Both innovators and the AHSNs themselves testify to this.
‘We have experienced huge variation in the kind of support provided to us by AHSNs across the country. Whilst we have had some good experiences – the best providing us with introductions in a systematic way and guidance on what evidence is needed and where funding can be found – some have been equally as unhelpful. Notably, some have said that we don’t qualify for their support, either because our product doesn’t fall into their thematic medical area of expertise or because they only look at products which have been adopted elsewhere in the system.’

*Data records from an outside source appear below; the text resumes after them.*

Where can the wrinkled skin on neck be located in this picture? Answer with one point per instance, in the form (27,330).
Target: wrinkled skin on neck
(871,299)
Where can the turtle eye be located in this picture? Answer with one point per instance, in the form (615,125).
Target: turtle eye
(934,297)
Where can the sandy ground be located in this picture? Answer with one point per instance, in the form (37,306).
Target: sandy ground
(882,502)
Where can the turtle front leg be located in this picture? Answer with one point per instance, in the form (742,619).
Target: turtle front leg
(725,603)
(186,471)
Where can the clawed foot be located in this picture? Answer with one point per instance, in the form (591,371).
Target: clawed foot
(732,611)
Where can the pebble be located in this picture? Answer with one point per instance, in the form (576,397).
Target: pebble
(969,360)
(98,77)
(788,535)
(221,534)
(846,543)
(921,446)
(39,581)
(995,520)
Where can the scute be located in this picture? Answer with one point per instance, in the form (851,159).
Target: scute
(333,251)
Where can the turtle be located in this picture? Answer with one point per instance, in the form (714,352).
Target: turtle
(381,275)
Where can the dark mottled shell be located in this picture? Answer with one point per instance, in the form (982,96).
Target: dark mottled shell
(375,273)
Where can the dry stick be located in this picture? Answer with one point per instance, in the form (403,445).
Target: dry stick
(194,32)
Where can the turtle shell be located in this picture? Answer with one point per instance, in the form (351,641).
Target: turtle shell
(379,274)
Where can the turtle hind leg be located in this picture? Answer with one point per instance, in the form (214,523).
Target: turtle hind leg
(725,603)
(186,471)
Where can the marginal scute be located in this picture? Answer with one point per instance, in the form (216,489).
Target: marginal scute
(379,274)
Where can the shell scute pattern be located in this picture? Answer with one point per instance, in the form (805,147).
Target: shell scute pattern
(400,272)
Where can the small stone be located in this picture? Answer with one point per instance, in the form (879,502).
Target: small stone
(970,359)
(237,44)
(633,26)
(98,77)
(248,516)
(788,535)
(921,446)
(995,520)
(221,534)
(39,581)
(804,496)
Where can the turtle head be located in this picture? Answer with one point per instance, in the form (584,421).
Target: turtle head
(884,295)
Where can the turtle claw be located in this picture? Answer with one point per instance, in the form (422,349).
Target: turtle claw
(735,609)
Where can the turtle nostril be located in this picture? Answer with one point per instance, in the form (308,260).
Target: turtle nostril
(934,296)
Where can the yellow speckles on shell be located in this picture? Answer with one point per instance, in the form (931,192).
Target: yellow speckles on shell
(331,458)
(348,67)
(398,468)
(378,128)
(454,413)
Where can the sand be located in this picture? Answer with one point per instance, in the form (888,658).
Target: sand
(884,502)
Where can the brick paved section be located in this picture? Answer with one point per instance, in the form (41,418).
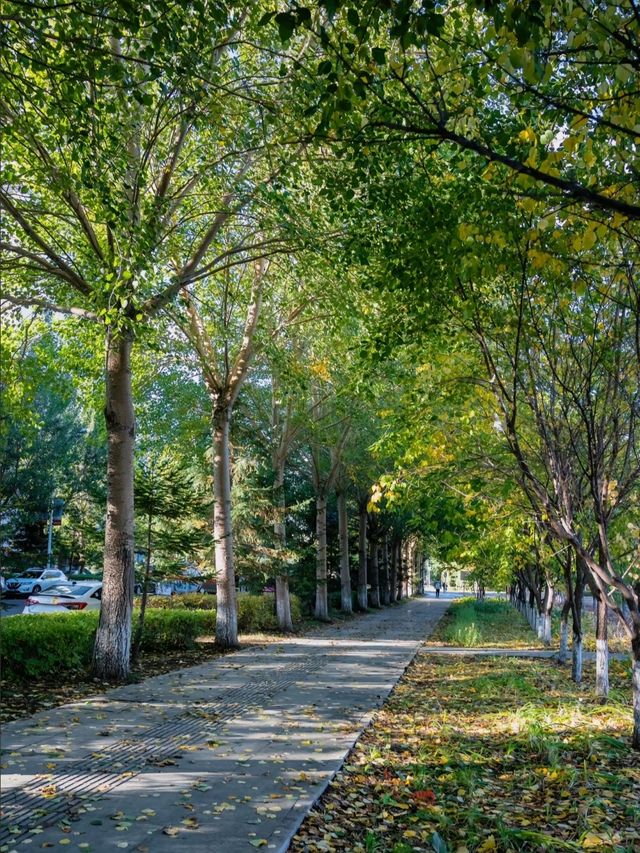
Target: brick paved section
(225,757)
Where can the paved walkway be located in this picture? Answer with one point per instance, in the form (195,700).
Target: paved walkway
(224,757)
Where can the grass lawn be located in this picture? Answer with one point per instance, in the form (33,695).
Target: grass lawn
(480,754)
(496,624)
(484,624)
(471,755)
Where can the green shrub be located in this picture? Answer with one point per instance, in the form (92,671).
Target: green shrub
(46,646)
(176,629)
(49,645)
(255,612)
(185,601)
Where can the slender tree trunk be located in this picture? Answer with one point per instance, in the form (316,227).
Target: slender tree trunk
(393,573)
(137,643)
(384,573)
(546,616)
(322,600)
(346,603)
(635,680)
(113,637)
(283,599)
(362,559)
(563,654)
(374,579)
(226,605)
(602,648)
(283,604)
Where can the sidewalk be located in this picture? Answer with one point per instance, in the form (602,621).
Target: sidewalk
(224,757)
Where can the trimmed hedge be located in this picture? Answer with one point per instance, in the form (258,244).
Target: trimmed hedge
(48,645)
(255,612)
(44,647)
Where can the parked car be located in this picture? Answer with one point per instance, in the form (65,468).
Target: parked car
(33,580)
(65,597)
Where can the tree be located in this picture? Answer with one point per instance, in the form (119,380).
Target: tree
(169,509)
(122,172)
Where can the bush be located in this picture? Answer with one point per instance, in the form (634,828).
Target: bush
(45,646)
(49,645)
(255,612)
(183,601)
(176,629)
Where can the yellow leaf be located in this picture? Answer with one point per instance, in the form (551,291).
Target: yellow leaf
(591,841)
(527,135)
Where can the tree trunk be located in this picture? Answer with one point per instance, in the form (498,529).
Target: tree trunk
(602,649)
(393,573)
(226,605)
(563,654)
(576,658)
(374,579)
(322,600)
(137,643)
(113,637)
(635,680)
(384,573)
(362,559)
(546,616)
(346,602)
(283,604)
(283,599)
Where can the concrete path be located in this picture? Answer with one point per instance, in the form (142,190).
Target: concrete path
(225,757)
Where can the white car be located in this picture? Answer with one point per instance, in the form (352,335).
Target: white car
(34,580)
(66,597)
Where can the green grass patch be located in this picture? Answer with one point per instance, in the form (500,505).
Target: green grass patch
(481,624)
(45,646)
(487,754)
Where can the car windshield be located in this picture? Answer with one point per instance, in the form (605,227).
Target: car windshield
(67,589)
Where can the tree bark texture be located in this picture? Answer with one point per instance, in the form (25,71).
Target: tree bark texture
(635,680)
(384,573)
(226,606)
(346,603)
(602,648)
(322,599)
(374,578)
(563,654)
(112,647)
(283,599)
(393,571)
(362,559)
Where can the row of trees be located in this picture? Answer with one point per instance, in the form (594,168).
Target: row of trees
(406,234)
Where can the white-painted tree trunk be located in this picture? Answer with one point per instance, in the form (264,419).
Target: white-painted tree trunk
(226,604)
(576,659)
(602,668)
(635,681)
(346,603)
(283,599)
(602,649)
(374,578)
(362,559)
(322,599)
(112,646)
(563,654)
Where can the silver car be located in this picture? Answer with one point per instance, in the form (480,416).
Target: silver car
(66,597)
(34,580)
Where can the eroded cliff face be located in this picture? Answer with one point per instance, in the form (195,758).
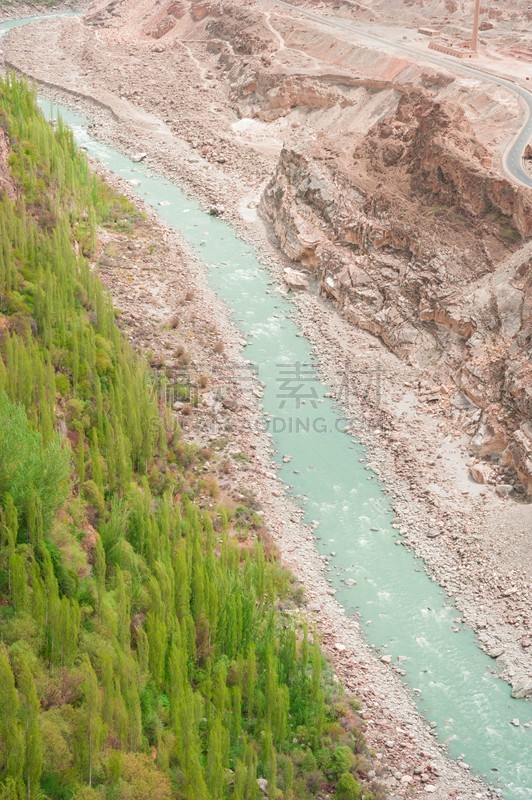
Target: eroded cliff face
(414,238)
(388,190)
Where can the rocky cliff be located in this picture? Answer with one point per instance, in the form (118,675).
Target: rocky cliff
(416,239)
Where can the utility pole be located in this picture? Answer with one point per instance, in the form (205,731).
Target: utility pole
(474,39)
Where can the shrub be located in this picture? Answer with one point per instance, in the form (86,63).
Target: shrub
(347,788)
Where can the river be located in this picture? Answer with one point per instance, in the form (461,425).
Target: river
(401,610)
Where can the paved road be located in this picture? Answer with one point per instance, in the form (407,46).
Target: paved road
(513,157)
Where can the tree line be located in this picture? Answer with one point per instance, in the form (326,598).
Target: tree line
(148,647)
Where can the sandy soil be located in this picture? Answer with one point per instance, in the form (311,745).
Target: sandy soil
(474,543)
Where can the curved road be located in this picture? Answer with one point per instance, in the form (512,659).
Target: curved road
(513,157)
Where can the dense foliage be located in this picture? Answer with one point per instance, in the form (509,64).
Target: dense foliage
(149,647)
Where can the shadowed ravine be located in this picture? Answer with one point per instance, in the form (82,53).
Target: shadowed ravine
(400,608)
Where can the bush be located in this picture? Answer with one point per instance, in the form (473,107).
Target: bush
(347,788)
(343,760)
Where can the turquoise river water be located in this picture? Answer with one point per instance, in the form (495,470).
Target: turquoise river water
(400,608)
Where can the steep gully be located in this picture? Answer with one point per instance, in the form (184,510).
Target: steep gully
(512,159)
(403,611)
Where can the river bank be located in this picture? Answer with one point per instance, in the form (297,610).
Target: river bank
(385,417)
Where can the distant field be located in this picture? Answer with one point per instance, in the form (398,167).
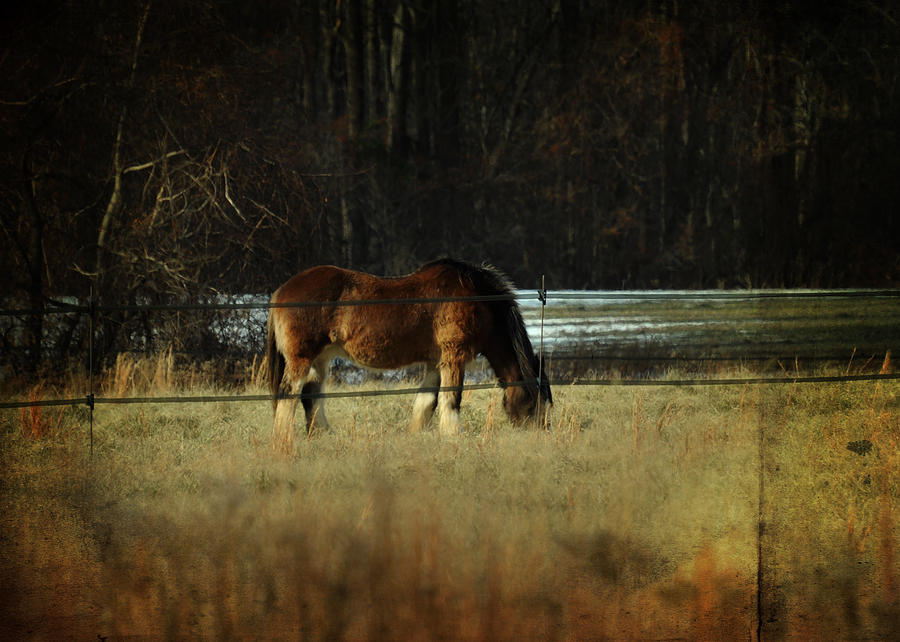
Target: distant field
(637,516)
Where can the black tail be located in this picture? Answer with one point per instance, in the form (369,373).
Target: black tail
(274,359)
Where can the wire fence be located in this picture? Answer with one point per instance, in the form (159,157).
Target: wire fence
(541,296)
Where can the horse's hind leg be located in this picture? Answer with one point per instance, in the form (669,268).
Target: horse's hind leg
(295,375)
(450,396)
(315,406)
(426,399)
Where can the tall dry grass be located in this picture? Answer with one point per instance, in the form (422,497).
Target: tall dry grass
(635,517)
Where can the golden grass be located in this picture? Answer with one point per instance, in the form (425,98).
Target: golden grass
(636,517)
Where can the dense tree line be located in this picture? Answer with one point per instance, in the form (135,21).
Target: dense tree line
(161,151)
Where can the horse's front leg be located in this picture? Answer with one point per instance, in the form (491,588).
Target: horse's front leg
(450,396)
(426,399)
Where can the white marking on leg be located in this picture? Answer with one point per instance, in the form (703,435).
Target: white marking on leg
(425,401)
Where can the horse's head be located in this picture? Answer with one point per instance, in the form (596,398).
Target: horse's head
(520,400)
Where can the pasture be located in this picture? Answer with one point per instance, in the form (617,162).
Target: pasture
(638,516)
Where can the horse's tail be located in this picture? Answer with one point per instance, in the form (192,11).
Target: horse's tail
(274,358)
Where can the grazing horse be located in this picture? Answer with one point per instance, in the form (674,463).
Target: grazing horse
(357,320)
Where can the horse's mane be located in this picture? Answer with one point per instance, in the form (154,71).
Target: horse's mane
(489,280)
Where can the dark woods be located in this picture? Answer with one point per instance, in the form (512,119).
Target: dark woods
(173,150)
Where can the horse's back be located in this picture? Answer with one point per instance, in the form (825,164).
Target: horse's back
(319,283)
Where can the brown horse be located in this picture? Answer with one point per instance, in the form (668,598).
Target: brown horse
(358,321)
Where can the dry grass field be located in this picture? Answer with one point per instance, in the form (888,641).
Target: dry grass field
(637,517)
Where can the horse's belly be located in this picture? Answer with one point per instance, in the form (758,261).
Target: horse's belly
(384,354)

Michael Brooks, PatientSource, online health records management system
‘The scale of the objectives AHSNs have been set – identification, adoption, diffusion and wealth creation over populations of millions of people and thousands of NHS organisations – has meant that they have had to target who they are going to help and how, at the expense of other innovators and other approaches. Furthermore, we don’t have clear evidence or criteria for which innovators or approaches to use in looking to achieve our aims. This is one of the primary causes of variation.’
Commercial director, AHSN
The challenge for AHSNs is how to most effectively use their limited resources to take a coherent, informed and targeted approach to facilitating the adoption and diffusion of innovations. The analysis in this paper is intended to help them achieve this.
The challenge ahead
The NHS is changing to support the adoption and diffusion of innovations. Innovation, Health and Wealth identified many of the key barriers faced by entrepreneurs trying to have their innovations taken up. The resulting reforms were both well-intentioned and sensible, and many have been implemented successfully – such as the new legal obligation on CCGs to offer NICE-approved technologies.
However, as we will show in this paper, a number of major barriers to innovation in the system remain, and further reforms are required. If the NHS is to meet the challenge it now faces – achieving £20 billion in increased productivity by 2020 – more must be done to facilitate innovation. As with Innovation, Health and Wealth, our approach has been to focus on innovators’ experiences, as they have sought to get their innovations into wider circulation.
In this context, then, we have set out to identify the most significant remaining barriers to the adoption and diffusion of innovations, and to distinguish between those that are systemic or related to the overall structure of the health economy and those that exist at the level of individual organisations. This, we hope, will help to guide policymakers at the national levels, and organisations within the NHS at the local level – including practitioners, commissioners and external bodies like AHSNs – to create a more innovative and effective health service.